Sa. Nov 23rd, 2024
Belarussischer Su25-Kampfjet, der Atombomben transportieren könnte, Foto: Dmitriy Pichugin – http://www.airliners.net/photo/Belarus—Air/Sukhoi-Su-25/1998003/L/, GFDL 1.2, Link


Nur beiläufig nimmt die Öffentlichkeit zur Kenntnis, dass im Zuge der Remilitarisierung in Ost und West auch die nukleare Bedrohung steigt. Belarus trat 1993 als erster Staat der ehemaligen UdSSR dem Vertrag über die Nichtverbreitung von Kernwaffen bei und lieferte bis 1996 alle stationierten Atomwaffen an Russland aus. Im Budapester Memorandum von 1994 gewährten die USA und Großbritannien Minsk Sicherheitsgarantien, die aber rechtlich unverbindlich blieben. Im Februar 2022 wurde Belarus wenige Tage nach dem russischen Angriff auf die Ukraine in den Konflikt der Nachbarländer einbezogen. Alexander Lukaschenko ließ am 27. Februar 2022 ein Referendum durchführen, um den Satz „Die Republik Belarus strebt an, ihr Territorium zu einer atomwaffenfreien Zone und den Staat zu einem neutralen Staat zu machen“ aus der Verfassung zu streichen.

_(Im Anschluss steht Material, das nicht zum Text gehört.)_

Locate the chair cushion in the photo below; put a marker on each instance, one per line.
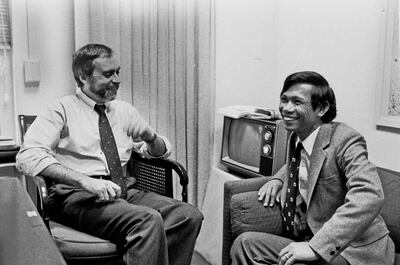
(248, 214)
(74, 244)
(391, 210)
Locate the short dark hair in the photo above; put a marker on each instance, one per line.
(82, 60)
(322, 94)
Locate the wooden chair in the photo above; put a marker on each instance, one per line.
(80, 248)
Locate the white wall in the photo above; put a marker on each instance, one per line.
(339, 39)
(42, 30)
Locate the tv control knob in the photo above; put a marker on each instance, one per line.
(267, 149)
(268, 136)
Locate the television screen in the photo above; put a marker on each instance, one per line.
(253, 147)
(244, 142)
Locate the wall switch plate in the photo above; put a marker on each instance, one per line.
(32, 71)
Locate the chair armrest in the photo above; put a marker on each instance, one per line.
(165, 167)
(230, 189)
(37, 190)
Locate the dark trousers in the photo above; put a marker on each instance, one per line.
(253, 248)
(153, 229)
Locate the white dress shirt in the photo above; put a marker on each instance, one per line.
(67, 133)
(304, 167)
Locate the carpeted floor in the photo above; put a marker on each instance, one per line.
(198, 260)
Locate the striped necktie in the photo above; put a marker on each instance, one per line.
(110, 150)
(291, 194)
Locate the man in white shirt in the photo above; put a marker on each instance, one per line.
(335, 191)
(65, 145)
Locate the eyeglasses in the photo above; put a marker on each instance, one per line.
(108, 75)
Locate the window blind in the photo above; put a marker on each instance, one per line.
(5, 25)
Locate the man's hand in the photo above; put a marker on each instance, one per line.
(270, 192)
(106, 190)
(297, 251)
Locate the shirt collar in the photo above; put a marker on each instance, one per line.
(309, 142)
(88, 101)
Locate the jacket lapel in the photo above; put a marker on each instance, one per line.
(317, 158)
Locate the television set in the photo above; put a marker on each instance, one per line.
(253, 147)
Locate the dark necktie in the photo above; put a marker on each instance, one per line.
(291, 194)
(110, 150)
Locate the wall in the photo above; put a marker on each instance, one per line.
(42, 30)
(259, 43)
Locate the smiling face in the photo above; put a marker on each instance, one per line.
(103, 84)
(297, 112)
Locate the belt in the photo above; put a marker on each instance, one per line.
(108, 177)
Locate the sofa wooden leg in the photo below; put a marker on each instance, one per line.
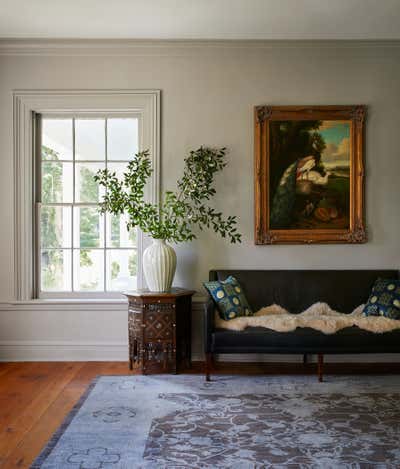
(320, 367)
(209, 360)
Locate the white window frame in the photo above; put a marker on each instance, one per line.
(26, 103)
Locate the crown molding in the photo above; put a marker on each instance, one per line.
(132, 47)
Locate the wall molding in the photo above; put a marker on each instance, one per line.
(136, 47)
(47, 350)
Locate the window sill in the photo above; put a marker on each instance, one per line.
(78, 304)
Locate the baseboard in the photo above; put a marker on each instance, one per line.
(118, 351)
(15, 351)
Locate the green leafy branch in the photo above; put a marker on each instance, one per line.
(179, 212)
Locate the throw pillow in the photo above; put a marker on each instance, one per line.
(229, 298)
(384, 299)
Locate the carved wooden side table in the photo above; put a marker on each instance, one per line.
(159, 326)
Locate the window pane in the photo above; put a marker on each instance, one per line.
(56, 270)
(122, 138)
(88, 227)
(121, 269)
(86, 188)
(88, 270)
(57, 182)
(118, 168)
(55, 227)
(57, 139)
(117, 234)
(90, 139)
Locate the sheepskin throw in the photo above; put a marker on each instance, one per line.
(318, 316)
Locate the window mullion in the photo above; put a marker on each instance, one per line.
(105, 216)
(72, 207)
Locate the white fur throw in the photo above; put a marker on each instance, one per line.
(318, 316)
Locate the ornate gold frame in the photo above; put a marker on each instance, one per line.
(263, 115)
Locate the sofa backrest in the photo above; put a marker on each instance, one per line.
(296, 290)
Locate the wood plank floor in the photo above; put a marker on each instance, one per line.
(35, 397)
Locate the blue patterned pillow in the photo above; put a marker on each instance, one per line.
(229, 298)
(384, 299)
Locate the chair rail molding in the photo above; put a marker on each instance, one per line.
(28, 102)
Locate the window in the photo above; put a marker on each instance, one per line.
(63, 247)
(82, 250)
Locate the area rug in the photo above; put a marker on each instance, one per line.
(232, 422)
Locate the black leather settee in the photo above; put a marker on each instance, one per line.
(296, 290)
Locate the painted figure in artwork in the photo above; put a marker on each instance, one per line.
(309, 174)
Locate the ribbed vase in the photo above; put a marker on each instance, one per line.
(159, 264)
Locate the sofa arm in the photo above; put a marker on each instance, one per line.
(209, 311)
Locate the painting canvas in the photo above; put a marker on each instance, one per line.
(309, 174)
(309, 184)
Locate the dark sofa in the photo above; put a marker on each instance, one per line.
(296, 290)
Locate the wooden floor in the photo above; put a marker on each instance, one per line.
(36, 396)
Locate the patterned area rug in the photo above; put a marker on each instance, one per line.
(233, 422)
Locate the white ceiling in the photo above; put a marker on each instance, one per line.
(201, 19)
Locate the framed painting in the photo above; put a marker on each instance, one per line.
(309, 174)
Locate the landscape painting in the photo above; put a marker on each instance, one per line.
(309, 176)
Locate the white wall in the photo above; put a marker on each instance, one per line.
(208, 94)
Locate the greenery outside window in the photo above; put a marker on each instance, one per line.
(81, 252)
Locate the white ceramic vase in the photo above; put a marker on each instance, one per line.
(159, 264)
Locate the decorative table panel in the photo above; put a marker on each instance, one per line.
(159, 326)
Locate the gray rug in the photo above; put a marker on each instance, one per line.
(233, 422)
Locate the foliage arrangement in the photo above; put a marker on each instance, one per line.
(179, 212)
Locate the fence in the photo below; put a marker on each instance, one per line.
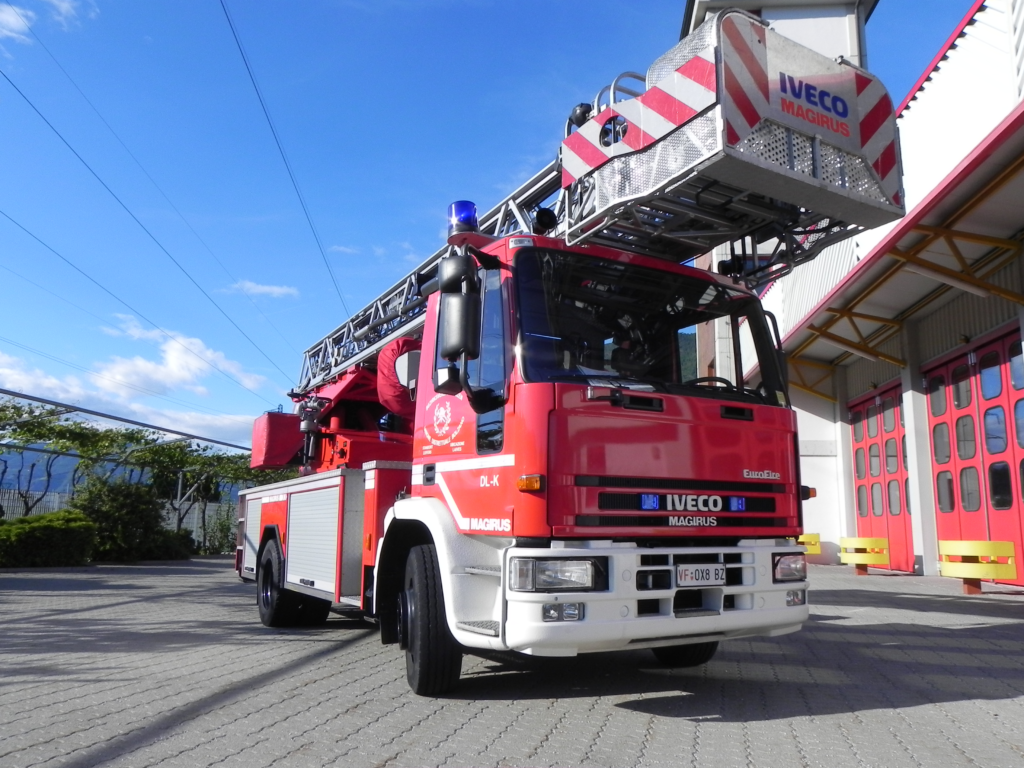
(13, 505)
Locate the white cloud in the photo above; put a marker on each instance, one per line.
(14, 23)
(118, 399)
(255, 289)
(14, 375)
(64, 10)
(183, 363)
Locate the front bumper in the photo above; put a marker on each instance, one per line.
(644, 607)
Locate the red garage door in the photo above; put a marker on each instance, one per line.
(976, 418)
(880, 474)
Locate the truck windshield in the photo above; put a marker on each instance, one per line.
(608, 324)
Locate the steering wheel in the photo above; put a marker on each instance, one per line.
(710, 380)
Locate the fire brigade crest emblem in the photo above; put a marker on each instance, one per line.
(442, 418)
(442, 427)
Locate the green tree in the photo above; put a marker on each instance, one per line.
(128, 517)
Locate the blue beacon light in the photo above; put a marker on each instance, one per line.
(462, 217)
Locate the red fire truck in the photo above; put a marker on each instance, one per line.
(512, 449)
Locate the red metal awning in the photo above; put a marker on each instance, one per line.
(967, 229)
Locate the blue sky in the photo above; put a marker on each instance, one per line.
(388, 111)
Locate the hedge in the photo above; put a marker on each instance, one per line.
(130, 522)
(55, 539)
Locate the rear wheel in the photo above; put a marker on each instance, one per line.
(433, 658)
(685, 655)
(278, 607)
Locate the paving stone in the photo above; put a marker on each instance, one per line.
(168, 666)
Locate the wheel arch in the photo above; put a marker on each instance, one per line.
(401, 536)
(270, 534)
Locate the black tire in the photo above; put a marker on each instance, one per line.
(312, 611)
(278, 607)
(685, 655)
(433, 658)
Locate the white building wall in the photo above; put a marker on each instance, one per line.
(973, 89)
(970, 92)
(819, 446)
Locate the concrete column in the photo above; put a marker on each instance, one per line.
(919, 459)
(844, 444)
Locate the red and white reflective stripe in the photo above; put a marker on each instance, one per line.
(654, 114)
(744, 58)
(878, 133)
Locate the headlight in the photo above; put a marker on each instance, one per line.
(790, 568)
(529, 574)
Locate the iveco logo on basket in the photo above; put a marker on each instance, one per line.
(765, 474)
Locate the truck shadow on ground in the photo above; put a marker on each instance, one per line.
(828, 668)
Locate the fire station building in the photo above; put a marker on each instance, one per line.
(904, 342)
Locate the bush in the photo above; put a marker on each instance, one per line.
(130, 521)
(169, 545)
(220, 535)
(51, 540)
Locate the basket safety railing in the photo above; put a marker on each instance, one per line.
(863, 552)
(978, 560)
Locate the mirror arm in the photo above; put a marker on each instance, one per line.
(481, 400)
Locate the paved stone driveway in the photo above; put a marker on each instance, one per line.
(169, 666)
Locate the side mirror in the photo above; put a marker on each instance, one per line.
(449, 380)
(454, 270)
(407, 367)
(459, 333)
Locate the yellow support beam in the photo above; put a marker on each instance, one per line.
(863, 552)
(860, 349)
(977, 560)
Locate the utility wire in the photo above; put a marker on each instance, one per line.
(141, 225)
(112, 417)
(146, 174)
(121, 382)
(82, 368)
(284, 157)
(121, 301)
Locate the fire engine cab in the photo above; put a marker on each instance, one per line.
(512, 449)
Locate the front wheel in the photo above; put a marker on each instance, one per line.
(433, 658)
(278, 607)
(685, 655)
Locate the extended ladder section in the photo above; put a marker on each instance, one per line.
(740, 133)
(735, 134)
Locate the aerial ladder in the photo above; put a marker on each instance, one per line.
(547, 474)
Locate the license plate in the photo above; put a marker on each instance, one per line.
(699, 576)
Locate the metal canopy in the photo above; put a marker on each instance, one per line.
(967, 229)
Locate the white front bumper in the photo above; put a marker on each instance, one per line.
(625, 616)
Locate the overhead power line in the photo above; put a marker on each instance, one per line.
(141, 225)
(284, 157)
(121, 382)
(124, 303)
(112, 417)
(157, 186)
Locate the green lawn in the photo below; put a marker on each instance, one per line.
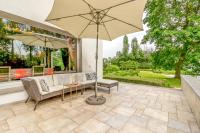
(146, 77)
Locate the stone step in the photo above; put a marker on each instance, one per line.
(11, 87)
(12, 91)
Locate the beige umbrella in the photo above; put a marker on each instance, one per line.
(36, 39)
(108, 18)
(42, 40)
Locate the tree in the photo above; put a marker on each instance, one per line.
(125, 46)
(65, 57)
(135, 46)
(175, 29)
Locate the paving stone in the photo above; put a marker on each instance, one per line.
(5, 114)
(138, 120)
(92, 126)
(157, 126)
(58, 123)
(127, 111)
(117, 121)
(131, 128)
(194, 127)
(83, 116)
(173, 130)
(17, 130)
(179, 126)
(33, 128)
(134, 108)
(157, 114)
(185, 116)
(23, 120)
(103, 117)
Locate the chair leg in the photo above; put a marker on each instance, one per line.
(36, 104)
(28, 99)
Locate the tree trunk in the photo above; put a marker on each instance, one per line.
(12, 50)
(179, 65)
(30, 53)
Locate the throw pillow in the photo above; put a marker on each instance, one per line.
(44, 85)
(90, 76)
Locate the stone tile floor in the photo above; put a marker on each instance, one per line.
(133, 109)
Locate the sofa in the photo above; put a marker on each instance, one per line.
(55, 84)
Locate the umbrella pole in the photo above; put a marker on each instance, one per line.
(97, 48)
(96, 100)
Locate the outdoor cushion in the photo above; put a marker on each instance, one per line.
(80, 77)
(48, 80)
(44, 85)
(90, 76)
(107, 81)
(87, 82)
(53, 89)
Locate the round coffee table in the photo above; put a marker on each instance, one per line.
(70, 87)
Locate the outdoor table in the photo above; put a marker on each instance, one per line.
(70, 87)
(108, 83)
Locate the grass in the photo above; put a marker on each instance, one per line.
(146, 77)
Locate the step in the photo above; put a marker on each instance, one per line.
(12, 91)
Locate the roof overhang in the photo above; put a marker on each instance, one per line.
(32, 23)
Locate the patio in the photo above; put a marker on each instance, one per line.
(134, 108)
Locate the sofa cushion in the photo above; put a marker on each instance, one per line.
(80, 77)
(44, 85)
(53, 89)
(48, 80)
(91, 76)
(87, 82)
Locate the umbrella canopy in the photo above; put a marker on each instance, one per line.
(116, 17)
(35, 39)
(104, 19)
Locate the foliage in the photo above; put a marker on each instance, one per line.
(57, 60)
(65, 57)
(111, 68)
(125, 45)
(175, 29)
(128, 65)
(145, 77)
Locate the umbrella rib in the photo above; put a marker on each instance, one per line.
(86, 27)
(32, 41)
(88, 19)
(106, 30)
(88, 4)
(118, 5)
(107, 21)
(124, 22)
(68, 16)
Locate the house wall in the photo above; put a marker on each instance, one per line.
(87, 53)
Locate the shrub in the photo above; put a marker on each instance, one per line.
(128, 65)
(145, 65)
(111, 68)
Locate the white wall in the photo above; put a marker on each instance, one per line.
(88, 56)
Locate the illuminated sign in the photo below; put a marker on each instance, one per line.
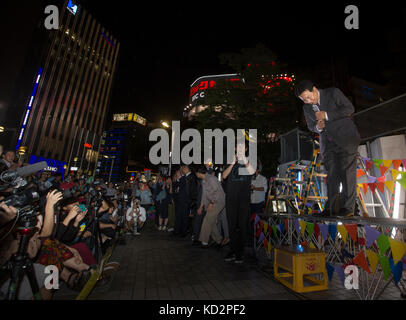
(53, 165)
(198, 88)
(140, 119)
(123, 117)
(73, 8)
(130, 117)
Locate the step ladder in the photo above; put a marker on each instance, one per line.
(312, 191)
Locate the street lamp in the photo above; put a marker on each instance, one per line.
(166, 125)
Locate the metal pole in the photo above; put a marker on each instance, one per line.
(83, 153)
(88, 162)
(170, 153)
(71, 149)
(111, 168)
(97, 158)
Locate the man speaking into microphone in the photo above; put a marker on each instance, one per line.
(328, 112)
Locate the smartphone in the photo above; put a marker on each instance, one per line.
(82, 226)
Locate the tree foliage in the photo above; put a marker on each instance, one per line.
(260, 100)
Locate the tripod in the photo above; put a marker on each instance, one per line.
(20, 263)
(94, 228)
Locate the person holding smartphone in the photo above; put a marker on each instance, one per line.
(238, 193)
(136, 216)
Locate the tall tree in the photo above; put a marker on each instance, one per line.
(261, 100)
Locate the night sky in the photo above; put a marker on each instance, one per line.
(165, 47)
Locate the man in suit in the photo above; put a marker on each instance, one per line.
(328, 113)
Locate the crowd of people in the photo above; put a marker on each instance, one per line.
(211, 207)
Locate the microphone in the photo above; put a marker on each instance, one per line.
(24, 171)
(22, 199)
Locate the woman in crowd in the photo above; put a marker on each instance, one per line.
(162, 202)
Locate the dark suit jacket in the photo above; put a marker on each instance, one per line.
(340, 127)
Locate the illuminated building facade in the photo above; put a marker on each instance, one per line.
(68, 98)
(200, 86)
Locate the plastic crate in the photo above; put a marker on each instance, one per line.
(300, 269)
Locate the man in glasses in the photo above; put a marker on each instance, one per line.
(328, 112)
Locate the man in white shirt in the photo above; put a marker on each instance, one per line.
(259, 186)
(8, 158)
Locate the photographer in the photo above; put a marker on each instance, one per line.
(106, 224)
(53, 252)
(68, 229)
(136, 216)
(9, 245)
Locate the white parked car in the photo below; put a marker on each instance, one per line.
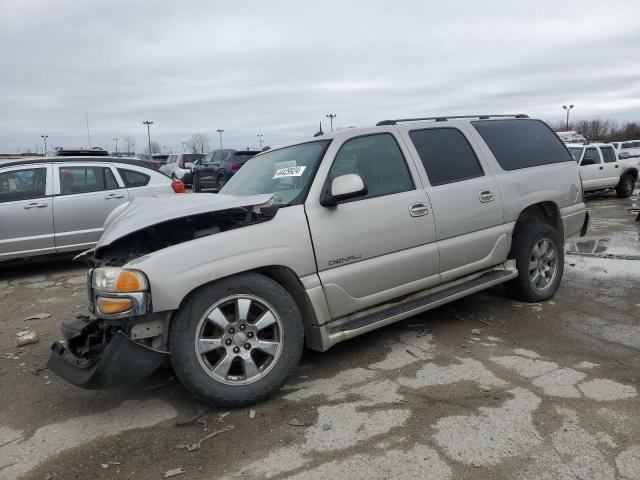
(59, 204)
(601, 169)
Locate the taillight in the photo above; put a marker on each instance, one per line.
(177, 186)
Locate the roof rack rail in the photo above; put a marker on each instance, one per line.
(444, 119)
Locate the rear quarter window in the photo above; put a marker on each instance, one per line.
(521, 143)
(132, 178)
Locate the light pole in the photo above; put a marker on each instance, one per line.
(148, 123)
(220, 132)
(568, 109)
(331, 116)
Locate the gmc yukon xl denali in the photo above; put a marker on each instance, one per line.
(320, 241)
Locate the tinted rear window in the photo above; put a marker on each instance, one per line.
(522, 143)
(446, 155)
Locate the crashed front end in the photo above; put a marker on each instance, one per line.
(124, 340)
(120, 345)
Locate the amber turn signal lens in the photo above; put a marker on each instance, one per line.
(130, 282)
(111, 306)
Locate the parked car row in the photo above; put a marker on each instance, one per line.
(59, 204)
(602, 169)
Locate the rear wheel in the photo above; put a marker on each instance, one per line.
(538, 251)
(625, 186)
(235, 342)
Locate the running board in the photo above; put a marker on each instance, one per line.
(357, 324)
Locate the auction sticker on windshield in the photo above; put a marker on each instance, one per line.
(290, 172)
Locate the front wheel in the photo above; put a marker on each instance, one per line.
(538, 251)
(235, 342)
(625, 186)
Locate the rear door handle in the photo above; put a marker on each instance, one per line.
(114, 195)
(35, 205)
(486, 196)
(418, 209)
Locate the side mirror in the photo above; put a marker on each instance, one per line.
(344, 187)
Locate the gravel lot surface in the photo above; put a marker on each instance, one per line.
(482, 388)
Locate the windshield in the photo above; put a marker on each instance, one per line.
(286, 173)
(576, 153)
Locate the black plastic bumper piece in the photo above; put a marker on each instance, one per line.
(122, 362)
(585, 225)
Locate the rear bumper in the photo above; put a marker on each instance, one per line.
(120, 361)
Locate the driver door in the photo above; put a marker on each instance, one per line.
(379, 246)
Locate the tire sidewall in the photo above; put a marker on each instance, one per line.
(529, 237)
(182, 340)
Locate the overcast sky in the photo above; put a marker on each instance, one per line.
(278, 67)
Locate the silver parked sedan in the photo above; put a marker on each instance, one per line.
(51, 205)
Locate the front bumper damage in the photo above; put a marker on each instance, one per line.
(95, 355)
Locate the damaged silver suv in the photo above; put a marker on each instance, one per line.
(317, 242)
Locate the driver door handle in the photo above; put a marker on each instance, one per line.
(418, 209)
(35, 205)
(486, 196)
(114, 195)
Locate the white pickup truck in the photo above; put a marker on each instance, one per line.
(601, 169)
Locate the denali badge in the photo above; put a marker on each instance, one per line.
(350, 258)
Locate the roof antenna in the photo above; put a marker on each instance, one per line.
(319, 132)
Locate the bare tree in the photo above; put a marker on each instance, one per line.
(198, 143)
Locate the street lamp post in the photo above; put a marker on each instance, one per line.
(148, 123)
(220, 132)
(568, 109)
(331, 116)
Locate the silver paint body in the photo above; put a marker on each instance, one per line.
(462, 228)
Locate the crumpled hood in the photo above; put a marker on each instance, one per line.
(143, 212)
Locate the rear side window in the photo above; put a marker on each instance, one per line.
(86, 179)
(22, 184)
(446, 155)
(132, 178)
(608, 155)
(522, 143)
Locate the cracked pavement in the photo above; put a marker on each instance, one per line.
(482, 388)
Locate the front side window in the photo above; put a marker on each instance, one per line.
(379, 162)
(608, 155)
(86, 179)
(23, 184)
(522, 143)
(446, 155)
(132, 178)
(591, 157)
(576, 153)
(286, 173)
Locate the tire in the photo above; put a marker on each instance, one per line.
(527, 286)
(198, 323)
(625, 186)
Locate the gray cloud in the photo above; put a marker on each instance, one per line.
(277, 67)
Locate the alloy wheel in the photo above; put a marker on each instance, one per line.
(239, 339)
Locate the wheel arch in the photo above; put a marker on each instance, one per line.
(546, 212)
(282, 275)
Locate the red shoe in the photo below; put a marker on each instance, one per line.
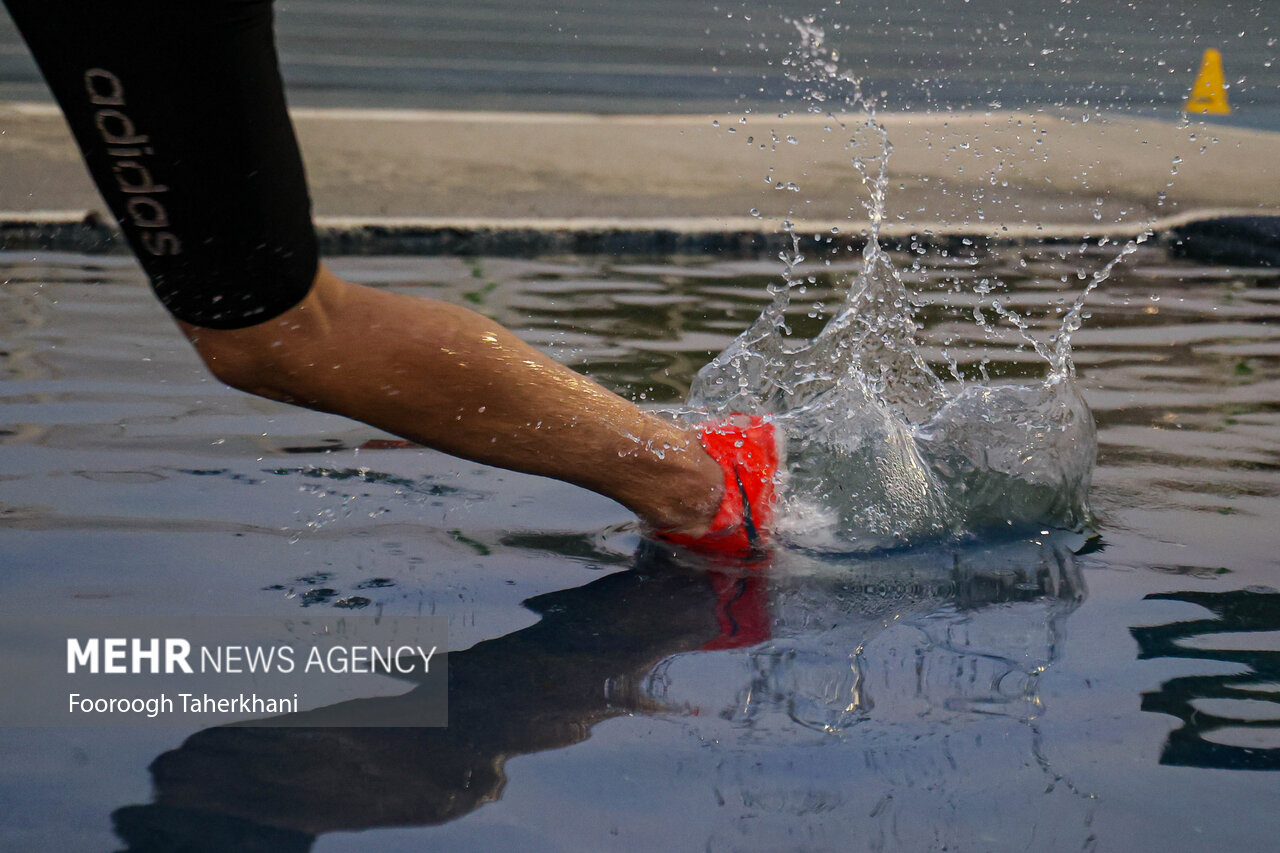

Die belarussische Menschenrechts- und Friedensorganisation Unser Haus, deren Mitglieder vom Regime verfolgt und inhaftiert werden, informierte Lettlandweit, was über Atomwaffen in ihrem Land bekannt ist. Im März 23 kündigte Wladimir Putin an, taktische Atomwaffen im Nachbarland stationieren zu wollen. Das belarussische Regime ließ ein Lager für nukleare Sprengköpfe errichten. Bis November 2023 überquerten in mehreren Etappen Züge die russisch-belarussische Grenze, die Elemente für taktische Atomwaffen lieferten. Diese Transporte waren streng geheim. Die belarussische Eisenbahn entließ Mitarbeiter, die im Verdacht standen, sich „illoyal“ zu verhalten.

Unser Haus geht davon aus, dass nun nukleare Sprengköpfe gelagert werden, die von Iskander-Raketen oder von Su25- oder Su30-Kampfjets abgefeuert werden können. Die Reichweite beträgt bis zu 500 Kilometer. Sprengköpfe bis zu 50 Kilotonnen TNT können transportiert werden (die Hiroshima-Bombe hatte etwa 14 Tonnen TNT). Anzahl und Standorte der Atomwaffen sind der Öffentlichkeit nicht bekannt.

Das belarussische Regime stellt die atomare Wiederbewaffnung als Sicherheitsmaßnahme dar. Verteidigungsminister Wiktar Chrenin wies darauf hin, dass USA und Großbritannien ihre Sicherheitsgarantien nicht eingehalten hätten. Lukaschenko erklärte am 13. Juni 2023, dass er Putin selbst darum gebeten habe, „die Atomwaffen nach Minsk zurückzugeben“. Im Interview mit der russischen Propagandistin Olga Skabeeva fügte er hinzu: „Niemand hat jemals gegen ein Atomland gekämpft, ein Land, das Atomwaffen besitzt. Wir haben Raketen und Bomben von Russland erhalten. Die Bomben sind dreimal so stark wie in Hiroshima und Nagasaki. Sie werden bis zu eine Million Menschen auf einmal töten“. Mit anderen Worten: Diese Bomben könnten Vilnius, Riga oder Tallinn auslöschen.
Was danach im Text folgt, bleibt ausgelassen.